Une fois les aides déduites, la question devient celle du solde : sur le cas type à Persan, le reste à charge d'un ménage très modeste ressort à 6 000 € après aide ANAH et prise en charge de l'accompagnement. Étalé sur quinze ans en éco-prêt à taux zéro, cela représente de l'ordre de 35 € par mois, à comparer aux 1 770 € d'économie annuelle attendue sur la facture d'énergie.
La densité de diagnostics publiés donne la mesure du parc concerné par les étiquettes les plus dégradées à Persan. On relève 39 % de propriétaires occupants, 3 418 diagnostics publiés par l'ADEME, 34 % de maisons individuelles, en zone climatique H1a. Ces valeurs ne décident d'aucun projet à elles seules, mais elles fixent l'ordre de grandeur dans lequel un chiffrage à Persan est crédible.

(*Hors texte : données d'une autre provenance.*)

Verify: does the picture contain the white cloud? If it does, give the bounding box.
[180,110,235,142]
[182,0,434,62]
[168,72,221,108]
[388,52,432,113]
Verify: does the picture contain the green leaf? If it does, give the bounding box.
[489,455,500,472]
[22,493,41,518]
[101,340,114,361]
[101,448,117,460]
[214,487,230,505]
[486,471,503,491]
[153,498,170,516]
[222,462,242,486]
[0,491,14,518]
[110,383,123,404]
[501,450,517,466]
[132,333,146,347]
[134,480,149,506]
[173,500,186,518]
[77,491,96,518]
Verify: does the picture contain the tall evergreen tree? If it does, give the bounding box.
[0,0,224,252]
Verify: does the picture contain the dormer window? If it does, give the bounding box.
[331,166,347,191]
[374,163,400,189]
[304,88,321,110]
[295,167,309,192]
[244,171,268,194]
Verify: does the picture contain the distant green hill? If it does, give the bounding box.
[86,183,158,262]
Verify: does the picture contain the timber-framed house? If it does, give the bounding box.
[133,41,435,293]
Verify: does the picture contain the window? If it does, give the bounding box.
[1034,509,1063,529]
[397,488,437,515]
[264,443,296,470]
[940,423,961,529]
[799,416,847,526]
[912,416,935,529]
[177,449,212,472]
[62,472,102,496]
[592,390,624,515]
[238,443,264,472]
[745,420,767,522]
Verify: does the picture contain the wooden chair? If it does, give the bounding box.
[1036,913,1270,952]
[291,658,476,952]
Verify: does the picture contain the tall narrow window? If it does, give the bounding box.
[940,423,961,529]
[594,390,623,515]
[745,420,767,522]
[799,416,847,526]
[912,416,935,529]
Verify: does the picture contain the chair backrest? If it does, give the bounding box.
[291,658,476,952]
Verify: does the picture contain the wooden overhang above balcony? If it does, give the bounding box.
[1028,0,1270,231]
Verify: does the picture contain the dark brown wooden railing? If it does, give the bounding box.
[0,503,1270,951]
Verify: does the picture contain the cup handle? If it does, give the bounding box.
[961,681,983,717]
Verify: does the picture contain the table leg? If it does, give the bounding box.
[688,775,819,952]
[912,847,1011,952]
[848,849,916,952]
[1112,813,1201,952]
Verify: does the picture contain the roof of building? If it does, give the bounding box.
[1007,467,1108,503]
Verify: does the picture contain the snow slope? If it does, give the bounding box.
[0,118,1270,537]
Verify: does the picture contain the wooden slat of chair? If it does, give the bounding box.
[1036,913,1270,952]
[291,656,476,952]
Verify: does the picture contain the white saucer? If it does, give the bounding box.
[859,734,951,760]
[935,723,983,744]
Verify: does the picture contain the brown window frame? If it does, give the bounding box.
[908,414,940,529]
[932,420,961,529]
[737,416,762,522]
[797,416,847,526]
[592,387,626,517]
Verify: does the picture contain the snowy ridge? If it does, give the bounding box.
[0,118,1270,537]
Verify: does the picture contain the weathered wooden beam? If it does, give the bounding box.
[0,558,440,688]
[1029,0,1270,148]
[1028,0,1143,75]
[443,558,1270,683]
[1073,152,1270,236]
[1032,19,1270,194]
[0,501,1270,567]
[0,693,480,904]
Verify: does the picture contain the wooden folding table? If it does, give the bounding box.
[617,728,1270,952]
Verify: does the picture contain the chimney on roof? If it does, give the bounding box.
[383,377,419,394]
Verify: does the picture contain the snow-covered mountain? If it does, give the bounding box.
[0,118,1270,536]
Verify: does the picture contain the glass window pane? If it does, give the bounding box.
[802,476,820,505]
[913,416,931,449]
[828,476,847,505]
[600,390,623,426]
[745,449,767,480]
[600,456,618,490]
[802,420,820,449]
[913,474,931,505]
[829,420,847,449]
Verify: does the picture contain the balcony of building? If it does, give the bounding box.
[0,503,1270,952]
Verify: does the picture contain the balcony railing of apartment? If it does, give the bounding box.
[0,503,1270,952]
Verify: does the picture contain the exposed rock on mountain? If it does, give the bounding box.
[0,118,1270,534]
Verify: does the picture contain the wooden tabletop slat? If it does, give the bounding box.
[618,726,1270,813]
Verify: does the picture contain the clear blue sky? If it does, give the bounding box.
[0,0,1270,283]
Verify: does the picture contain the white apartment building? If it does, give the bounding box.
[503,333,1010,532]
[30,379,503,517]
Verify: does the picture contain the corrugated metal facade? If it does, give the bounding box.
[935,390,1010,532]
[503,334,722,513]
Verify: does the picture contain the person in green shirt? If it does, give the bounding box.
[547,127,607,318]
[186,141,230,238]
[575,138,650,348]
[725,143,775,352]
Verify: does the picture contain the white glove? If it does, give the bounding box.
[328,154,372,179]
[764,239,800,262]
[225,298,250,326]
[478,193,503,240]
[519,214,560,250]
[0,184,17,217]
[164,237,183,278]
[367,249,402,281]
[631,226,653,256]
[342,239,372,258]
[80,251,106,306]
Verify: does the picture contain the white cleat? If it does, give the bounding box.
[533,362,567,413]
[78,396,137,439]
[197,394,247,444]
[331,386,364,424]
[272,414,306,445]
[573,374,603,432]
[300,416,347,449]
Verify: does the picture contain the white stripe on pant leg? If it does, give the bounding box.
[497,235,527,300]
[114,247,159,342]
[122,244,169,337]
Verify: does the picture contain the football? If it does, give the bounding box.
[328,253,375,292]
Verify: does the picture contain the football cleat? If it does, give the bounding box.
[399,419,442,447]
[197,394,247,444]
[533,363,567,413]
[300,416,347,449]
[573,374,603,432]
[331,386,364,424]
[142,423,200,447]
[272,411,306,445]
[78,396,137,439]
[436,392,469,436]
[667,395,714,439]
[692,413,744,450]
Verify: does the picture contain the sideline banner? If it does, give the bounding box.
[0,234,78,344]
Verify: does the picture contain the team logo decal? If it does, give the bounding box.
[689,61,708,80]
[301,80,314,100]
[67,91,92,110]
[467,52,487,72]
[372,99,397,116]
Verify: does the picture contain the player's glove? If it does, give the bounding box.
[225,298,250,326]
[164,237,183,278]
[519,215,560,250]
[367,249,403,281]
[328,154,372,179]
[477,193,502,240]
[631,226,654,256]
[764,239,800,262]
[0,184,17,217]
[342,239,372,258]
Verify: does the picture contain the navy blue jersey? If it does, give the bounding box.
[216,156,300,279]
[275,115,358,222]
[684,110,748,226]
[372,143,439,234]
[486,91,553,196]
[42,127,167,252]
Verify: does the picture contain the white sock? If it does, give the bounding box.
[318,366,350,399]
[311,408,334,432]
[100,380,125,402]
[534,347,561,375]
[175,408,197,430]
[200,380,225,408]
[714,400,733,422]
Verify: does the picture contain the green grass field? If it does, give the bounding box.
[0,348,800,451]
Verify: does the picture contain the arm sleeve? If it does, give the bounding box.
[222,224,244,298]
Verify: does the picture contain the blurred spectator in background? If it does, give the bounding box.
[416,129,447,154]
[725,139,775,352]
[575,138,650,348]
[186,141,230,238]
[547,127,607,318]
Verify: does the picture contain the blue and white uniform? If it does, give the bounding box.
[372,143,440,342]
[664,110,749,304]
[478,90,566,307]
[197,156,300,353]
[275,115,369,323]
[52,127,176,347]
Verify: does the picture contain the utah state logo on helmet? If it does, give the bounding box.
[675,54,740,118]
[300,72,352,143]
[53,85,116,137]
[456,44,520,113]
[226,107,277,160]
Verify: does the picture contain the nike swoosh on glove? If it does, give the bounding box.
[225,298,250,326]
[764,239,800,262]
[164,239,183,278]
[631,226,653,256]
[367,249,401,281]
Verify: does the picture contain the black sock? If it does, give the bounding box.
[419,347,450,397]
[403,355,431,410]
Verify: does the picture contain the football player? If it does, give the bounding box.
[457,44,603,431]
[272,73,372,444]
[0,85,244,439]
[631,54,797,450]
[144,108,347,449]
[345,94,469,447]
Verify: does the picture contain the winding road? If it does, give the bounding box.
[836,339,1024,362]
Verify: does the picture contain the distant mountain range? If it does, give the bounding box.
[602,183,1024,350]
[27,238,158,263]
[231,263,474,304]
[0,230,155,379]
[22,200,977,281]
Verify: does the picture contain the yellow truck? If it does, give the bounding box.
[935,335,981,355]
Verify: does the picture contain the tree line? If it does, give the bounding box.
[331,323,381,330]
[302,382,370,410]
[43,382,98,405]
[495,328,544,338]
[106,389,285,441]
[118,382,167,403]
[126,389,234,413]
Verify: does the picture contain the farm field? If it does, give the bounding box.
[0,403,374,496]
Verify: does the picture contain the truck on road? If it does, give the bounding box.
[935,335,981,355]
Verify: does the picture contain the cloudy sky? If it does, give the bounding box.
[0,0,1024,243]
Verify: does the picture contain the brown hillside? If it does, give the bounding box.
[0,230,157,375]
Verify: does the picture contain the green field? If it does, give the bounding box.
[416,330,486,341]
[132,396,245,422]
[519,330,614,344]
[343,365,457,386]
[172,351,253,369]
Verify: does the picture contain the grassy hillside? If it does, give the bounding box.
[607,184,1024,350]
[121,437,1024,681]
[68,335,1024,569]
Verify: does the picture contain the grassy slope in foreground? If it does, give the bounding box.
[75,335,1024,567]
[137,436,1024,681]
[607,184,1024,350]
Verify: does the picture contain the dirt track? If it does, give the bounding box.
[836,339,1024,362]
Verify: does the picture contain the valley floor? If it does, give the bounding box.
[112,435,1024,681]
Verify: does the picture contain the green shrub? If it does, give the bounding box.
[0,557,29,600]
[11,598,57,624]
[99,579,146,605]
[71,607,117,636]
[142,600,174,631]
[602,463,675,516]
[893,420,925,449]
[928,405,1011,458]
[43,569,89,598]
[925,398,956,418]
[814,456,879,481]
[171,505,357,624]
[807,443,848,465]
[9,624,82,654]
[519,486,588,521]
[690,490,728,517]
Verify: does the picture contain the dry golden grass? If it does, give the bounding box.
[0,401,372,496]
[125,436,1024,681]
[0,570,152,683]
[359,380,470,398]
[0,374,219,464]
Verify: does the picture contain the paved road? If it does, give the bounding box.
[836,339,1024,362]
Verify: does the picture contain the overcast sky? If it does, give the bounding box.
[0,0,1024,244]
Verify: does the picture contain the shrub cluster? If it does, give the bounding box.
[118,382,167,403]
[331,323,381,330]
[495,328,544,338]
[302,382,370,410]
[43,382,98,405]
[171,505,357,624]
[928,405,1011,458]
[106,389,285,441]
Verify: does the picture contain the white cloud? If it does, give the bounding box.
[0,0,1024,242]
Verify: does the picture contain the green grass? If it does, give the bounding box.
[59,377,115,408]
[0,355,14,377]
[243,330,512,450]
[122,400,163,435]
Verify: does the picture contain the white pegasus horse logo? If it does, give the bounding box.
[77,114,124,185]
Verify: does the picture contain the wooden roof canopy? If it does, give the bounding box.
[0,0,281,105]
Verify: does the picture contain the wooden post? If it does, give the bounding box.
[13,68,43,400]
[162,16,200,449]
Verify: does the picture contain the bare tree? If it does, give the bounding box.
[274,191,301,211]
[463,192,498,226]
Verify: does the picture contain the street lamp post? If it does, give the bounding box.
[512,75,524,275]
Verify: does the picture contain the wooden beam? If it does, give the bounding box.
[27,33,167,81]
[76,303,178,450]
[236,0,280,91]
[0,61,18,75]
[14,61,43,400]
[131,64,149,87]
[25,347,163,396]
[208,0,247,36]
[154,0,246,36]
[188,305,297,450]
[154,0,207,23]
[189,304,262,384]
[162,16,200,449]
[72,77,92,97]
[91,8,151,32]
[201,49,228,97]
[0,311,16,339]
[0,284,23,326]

L'écueil le plus coûteux reste un scénario calé sur une seule classe, insuffisant pour relouer. Sa reprise après coup coûte couramment 10 à 20 % du poste, soit 464 800 € à 929 600 € sur le chiffrage retenu à Persan — un montant qui n'est jamais couvert une seconde fois par l'aide, déjà consommée.
Qui décide, et donc qui finance : 39 % de propriétaires occupants à Persan, soit environ 2 000 logements. Pour la sortie d'une étiquette F ou G, cela signifie autant de dossiers décidables sans mandat de gestion, le solde relevant du parc locatif et donc d'un montage bailleur distinct.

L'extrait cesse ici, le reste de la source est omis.